One notable exception to this television “rule” was on Friday Night Lights, in an episode where type-A, aspiring pageant queen Becky is impregnated by wholesome farm boy and football player Luke. Becky goes to Connie Britton’s Tami Taylor for advice; Tami does not persuade her one way or the other about what to do, but instead encourages her to talk to her own mother. When Becky does, her mother — who herself is young and single — says she refuses to let history repeat itself, and Becky ultimately terminates the pregnancy. When Luke’s mother learns of this chain of events, she launches a one-woman campaign to get Taylor fired from being the school principal for supposedly advocating immoral beliefs on school grounds. The storyline received great critical acclaim for the way in which it made the story of a young woman’s abortion deeply personal, rather than painting it in broad strokes.

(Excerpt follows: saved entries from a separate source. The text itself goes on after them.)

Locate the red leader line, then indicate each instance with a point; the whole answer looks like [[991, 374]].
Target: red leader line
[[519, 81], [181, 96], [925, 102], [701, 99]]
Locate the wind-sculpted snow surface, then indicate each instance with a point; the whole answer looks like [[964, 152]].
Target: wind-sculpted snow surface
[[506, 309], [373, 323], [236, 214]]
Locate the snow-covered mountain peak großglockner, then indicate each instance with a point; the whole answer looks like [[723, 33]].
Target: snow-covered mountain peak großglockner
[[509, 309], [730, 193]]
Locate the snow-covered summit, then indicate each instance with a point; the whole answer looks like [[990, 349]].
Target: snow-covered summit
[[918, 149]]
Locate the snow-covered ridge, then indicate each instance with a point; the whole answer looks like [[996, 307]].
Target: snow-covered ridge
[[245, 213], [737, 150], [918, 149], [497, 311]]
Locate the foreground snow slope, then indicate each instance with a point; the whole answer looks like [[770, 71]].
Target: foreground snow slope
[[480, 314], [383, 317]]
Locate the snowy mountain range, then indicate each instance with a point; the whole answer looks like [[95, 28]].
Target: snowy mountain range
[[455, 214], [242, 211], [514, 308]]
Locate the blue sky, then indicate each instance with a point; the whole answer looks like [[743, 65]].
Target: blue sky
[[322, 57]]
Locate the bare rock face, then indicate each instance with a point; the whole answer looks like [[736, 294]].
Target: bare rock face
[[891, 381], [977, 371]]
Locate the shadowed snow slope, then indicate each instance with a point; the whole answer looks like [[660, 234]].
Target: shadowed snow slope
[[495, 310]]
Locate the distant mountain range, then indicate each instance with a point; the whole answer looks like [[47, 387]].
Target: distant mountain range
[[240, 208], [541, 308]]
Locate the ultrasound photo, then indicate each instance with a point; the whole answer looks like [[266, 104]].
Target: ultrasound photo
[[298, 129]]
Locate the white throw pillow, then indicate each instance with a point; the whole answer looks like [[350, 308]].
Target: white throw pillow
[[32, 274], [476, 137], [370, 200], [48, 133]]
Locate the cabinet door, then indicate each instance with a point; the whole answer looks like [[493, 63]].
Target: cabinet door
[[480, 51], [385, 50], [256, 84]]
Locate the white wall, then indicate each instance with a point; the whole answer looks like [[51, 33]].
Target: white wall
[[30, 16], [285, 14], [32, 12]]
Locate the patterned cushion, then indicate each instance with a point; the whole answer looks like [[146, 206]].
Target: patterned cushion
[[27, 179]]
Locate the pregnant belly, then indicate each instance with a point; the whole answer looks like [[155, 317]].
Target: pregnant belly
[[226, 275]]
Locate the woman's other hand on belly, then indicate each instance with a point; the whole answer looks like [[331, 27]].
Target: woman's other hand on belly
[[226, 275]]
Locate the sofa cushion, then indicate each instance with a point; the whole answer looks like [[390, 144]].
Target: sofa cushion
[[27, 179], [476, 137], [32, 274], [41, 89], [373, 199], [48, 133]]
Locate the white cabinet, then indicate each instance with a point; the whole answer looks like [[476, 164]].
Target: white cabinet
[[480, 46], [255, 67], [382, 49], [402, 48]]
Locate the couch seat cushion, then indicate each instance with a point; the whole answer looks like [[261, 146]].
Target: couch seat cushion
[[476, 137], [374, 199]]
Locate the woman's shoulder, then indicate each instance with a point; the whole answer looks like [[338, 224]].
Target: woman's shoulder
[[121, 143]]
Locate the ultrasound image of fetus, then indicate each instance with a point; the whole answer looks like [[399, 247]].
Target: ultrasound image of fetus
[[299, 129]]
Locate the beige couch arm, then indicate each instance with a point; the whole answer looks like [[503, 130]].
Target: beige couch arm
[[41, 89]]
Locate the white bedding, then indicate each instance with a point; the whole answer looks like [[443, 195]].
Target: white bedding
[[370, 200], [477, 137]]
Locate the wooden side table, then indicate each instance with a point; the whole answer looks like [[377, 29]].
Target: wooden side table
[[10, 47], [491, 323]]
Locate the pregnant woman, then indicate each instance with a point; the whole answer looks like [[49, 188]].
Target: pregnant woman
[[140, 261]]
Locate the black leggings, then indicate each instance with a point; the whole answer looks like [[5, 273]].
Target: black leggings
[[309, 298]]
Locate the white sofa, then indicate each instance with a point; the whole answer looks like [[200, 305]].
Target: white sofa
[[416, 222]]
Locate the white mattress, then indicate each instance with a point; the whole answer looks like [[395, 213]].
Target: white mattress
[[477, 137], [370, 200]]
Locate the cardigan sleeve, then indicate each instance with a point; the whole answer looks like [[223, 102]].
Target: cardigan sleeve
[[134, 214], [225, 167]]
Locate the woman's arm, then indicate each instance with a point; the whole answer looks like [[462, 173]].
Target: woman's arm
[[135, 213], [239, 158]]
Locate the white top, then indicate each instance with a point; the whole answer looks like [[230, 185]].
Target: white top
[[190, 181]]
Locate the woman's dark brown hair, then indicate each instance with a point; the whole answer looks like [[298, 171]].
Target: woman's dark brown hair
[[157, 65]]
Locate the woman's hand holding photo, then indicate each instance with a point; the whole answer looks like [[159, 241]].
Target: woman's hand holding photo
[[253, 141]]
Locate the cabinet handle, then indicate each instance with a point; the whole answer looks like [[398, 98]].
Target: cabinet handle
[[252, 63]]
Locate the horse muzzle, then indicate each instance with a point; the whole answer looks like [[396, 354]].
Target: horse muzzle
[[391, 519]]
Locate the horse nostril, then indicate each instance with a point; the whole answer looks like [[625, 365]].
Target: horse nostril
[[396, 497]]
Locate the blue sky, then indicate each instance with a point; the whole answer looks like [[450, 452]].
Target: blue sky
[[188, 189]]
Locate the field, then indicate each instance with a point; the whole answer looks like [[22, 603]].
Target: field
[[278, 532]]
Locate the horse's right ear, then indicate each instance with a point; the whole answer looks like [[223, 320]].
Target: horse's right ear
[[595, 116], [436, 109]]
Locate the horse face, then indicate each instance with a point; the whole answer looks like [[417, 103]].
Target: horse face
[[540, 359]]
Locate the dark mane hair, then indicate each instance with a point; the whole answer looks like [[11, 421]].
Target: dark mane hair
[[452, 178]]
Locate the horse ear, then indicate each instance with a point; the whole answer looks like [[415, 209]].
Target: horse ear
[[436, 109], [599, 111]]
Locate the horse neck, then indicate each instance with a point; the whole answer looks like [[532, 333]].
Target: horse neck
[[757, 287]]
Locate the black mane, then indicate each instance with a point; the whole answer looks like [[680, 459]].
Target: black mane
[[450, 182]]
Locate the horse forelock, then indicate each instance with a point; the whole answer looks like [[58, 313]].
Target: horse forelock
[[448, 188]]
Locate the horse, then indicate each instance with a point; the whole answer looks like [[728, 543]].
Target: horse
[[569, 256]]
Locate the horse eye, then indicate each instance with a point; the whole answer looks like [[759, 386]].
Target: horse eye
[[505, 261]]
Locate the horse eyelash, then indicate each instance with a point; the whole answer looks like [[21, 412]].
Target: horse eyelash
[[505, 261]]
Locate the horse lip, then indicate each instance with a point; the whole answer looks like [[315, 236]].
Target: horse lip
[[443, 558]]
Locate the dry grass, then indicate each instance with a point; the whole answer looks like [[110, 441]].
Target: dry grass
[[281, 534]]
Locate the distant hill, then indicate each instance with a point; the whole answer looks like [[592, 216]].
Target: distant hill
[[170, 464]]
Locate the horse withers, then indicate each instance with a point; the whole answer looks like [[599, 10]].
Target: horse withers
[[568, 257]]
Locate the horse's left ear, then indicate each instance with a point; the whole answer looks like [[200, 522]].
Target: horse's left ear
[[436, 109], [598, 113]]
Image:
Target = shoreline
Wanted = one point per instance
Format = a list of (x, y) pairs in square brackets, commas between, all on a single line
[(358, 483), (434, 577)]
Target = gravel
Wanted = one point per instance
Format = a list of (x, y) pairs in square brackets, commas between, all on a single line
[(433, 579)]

As for last night’s episode of GIRLS, while “one episode may not change how women’s personal, private decisions about their families are viewed by everyone in this country … these moments can and do help open the conversation and challenge the stigma that so many women feel,“ Laguens says. “A woman’s decisions about her pregnancy should be respected and valued, and a television storyline as refreshingly real as this one should be celebrated.”